Mort bought the paper– rescued it, really, in 1993– when Czech-born billionaire Robert Maxwell, who owned the News, mysteriously drowned at sea. Mort installed Harold Evans, former editor of the Times of London, editor in chief of Random House, and my old boss at the Atlantic Monthly Press, to run the paper. In the 90s, the News enjoyed a Renaissance that continued into the 2000s– right up until the digital age came calling like the Grim Reaper.
No one ever discussed Mort’s declining situation. I wrote a piece about it, sort of, three years ago. At this point, lady friends of his escorted him to dinners. He was in a jovial mood. His dementia (it could be Alzheimer’s) had softened him and made him even more charming. You could see why famous women like Gloria Steinem had dated him. At a January 2016 dinner for the movie, “Creed,” he introduced me to his companion by saying, “This is Roger. He knows everything.” He clasped my hand in his, recalling our old acquaintance-ship. At that dinner, Mort bragged about his new editor. “What’s his name?” I asked. Mort hesitated. “I could tell you,” he said, “but you could look it up.”
Obviously something was wrong.This was not the Mort Zuckerman I knew: when we worked for him, he was ruthless. He sold the Atlantic Monthly Press to the highest bidder, a novice with money, not to the established Italian publisher who wanted it, because it lost money. “I don’t own companies that lose money,” he said. In the 80s he’d bought US News and World Report, The Atlantic Monthly, and the book company. Then in 1993, the Daily News. They were passion projects, and solid platforms to advance him as a TV presence on places like the McLaughlin Report. He was fiercely pro-Israel, which always endeared him to people who sometimes might be mad at him for other things. (Evans was a key part of his success. He wrote all of Mort’s editorials for US News, at least back then.)
If Mort had stayed well, he might have been able to fight the digital slaughter. But his illness coincided with the rapid rise of the internet. The physical paper, his bailiwick, was suddenly irrelevant. It slipped away almost as a metaphor for his own decline. I don’t know if Mort — who I’m told is well taken care of– has any idea of what happened recently. His family sold the paper to Tronc for a dollar– one dollar. When you pay a sawbuck for something, it has no value. Tronc didn’t care about the history of New York, journalism, any of it. And today they showed it.

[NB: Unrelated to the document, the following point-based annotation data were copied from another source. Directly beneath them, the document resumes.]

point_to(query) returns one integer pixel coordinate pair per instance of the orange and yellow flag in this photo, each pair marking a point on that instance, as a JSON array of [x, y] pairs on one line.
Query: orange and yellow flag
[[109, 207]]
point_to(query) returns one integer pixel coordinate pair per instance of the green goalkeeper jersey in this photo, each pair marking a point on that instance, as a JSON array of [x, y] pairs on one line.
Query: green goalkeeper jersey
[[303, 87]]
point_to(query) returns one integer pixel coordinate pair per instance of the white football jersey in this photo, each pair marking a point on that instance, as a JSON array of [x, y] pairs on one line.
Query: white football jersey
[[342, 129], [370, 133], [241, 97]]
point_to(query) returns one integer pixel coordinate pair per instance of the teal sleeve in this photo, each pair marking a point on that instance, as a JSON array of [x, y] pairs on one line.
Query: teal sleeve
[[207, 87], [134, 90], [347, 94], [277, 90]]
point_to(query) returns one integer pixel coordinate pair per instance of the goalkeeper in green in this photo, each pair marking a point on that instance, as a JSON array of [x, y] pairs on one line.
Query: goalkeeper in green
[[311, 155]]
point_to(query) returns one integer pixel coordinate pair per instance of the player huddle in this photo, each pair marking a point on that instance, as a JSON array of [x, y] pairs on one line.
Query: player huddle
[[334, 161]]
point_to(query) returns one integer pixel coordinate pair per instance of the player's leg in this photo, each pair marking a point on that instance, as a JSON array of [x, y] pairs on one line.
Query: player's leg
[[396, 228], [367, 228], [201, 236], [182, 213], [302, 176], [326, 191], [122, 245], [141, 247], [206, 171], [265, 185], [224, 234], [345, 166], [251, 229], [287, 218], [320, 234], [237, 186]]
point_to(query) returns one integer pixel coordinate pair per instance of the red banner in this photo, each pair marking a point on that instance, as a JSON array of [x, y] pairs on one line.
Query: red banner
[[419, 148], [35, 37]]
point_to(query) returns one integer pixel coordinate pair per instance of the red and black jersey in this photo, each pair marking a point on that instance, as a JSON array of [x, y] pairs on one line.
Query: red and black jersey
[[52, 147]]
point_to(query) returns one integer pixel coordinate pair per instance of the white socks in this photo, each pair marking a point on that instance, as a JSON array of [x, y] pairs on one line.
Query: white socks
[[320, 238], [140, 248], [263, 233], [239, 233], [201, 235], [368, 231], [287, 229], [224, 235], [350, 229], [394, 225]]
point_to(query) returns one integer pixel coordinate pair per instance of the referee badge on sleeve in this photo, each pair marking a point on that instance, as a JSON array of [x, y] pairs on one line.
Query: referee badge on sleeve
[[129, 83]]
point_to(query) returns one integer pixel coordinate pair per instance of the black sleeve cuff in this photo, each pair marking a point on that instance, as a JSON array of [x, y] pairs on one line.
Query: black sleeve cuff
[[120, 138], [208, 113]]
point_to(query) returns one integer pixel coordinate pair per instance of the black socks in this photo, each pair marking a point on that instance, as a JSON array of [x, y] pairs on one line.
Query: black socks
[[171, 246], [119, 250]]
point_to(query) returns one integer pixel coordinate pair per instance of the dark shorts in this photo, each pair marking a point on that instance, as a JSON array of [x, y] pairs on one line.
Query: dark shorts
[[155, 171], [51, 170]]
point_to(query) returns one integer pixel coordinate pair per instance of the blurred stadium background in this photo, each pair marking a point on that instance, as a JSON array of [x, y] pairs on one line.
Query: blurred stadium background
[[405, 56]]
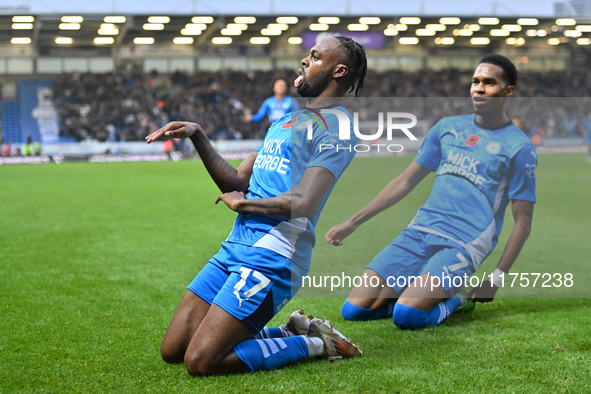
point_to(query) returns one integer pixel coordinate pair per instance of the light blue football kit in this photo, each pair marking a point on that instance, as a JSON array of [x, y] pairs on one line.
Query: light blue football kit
[[254, 274], [275, 109], [478, 171]]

The gutting of the Daily News today– it’s a tragedy to so many of us. I wrote for them in the early 90s, a lot. My editor was Harriett Lyons, who was wonderful. She ran NY Live, the paper’s Sunday magazine, a great read. Liz Smith had her famous gossip column at the News for years. She was followed by Rush & Molloy, Mitchell Fink, all of whom broke tough stories and were supported by Mort. The paper was full of strong voices like Pete Hamill, Mike Lupica, and Stanley Crouch.

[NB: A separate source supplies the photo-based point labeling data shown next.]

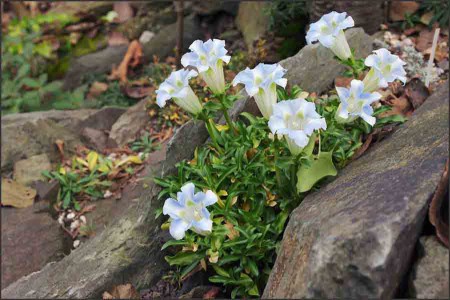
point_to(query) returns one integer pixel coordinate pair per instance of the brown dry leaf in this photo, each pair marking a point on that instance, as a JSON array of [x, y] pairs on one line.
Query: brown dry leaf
[[116, 39], [417, 92], [342, 81], [138, 89], [132, 58], [97, 88], [123, 291], [438, 212], [84, 26], [232, 233], [398, 9], [16, 195], [124, 11], [426, 17], [425, 40]]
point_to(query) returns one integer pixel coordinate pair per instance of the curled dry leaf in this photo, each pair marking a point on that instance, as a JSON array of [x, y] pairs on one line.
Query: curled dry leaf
[[132, 58], [438, 212], [123, 291]]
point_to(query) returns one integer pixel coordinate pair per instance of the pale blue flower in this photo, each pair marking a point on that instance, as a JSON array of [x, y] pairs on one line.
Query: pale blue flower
[[356, 103], [260, 83], [385, 68], [189, 211], [296, 120], [176, 86], [208, 58], [329, 31]]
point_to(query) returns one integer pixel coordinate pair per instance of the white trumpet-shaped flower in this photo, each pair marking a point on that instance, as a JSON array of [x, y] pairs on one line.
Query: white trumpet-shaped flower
[[385, 68], [189, 211], [329, 31], [208, 58], [176, 86], [356, 103], [260, 83], [296, 120]]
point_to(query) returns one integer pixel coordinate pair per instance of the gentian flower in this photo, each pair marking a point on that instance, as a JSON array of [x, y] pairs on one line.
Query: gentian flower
[[189, 211], [329, 31], [177, 87], [208, 58], [356, 103], [296, 120], [385, 68], [260, 83]]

Even recently the News won a Pulitzer Prize. Last year it seemed like Tronc might be investing in the paper. Editor in perpetuity Arthur Browne and Time Magazine editor Jim Gaines interviewed potential new hires. But it was not to be. Jim Rich succeeded Browne after having left once before. Beleaguered Rich ran the paper like every edition was the last. His Trump covers were brilliant. To think that Tronc ‘troncked’ him today, is insane.
But there we go. Kids read their phones. Newspapers are too expensive to produce unless you’re willing to lose a lot of money. The Daily News needs a billionaire like Mike Bloomberg or David Geffen to swoop in and save it, in honor of Mort Zuckerman.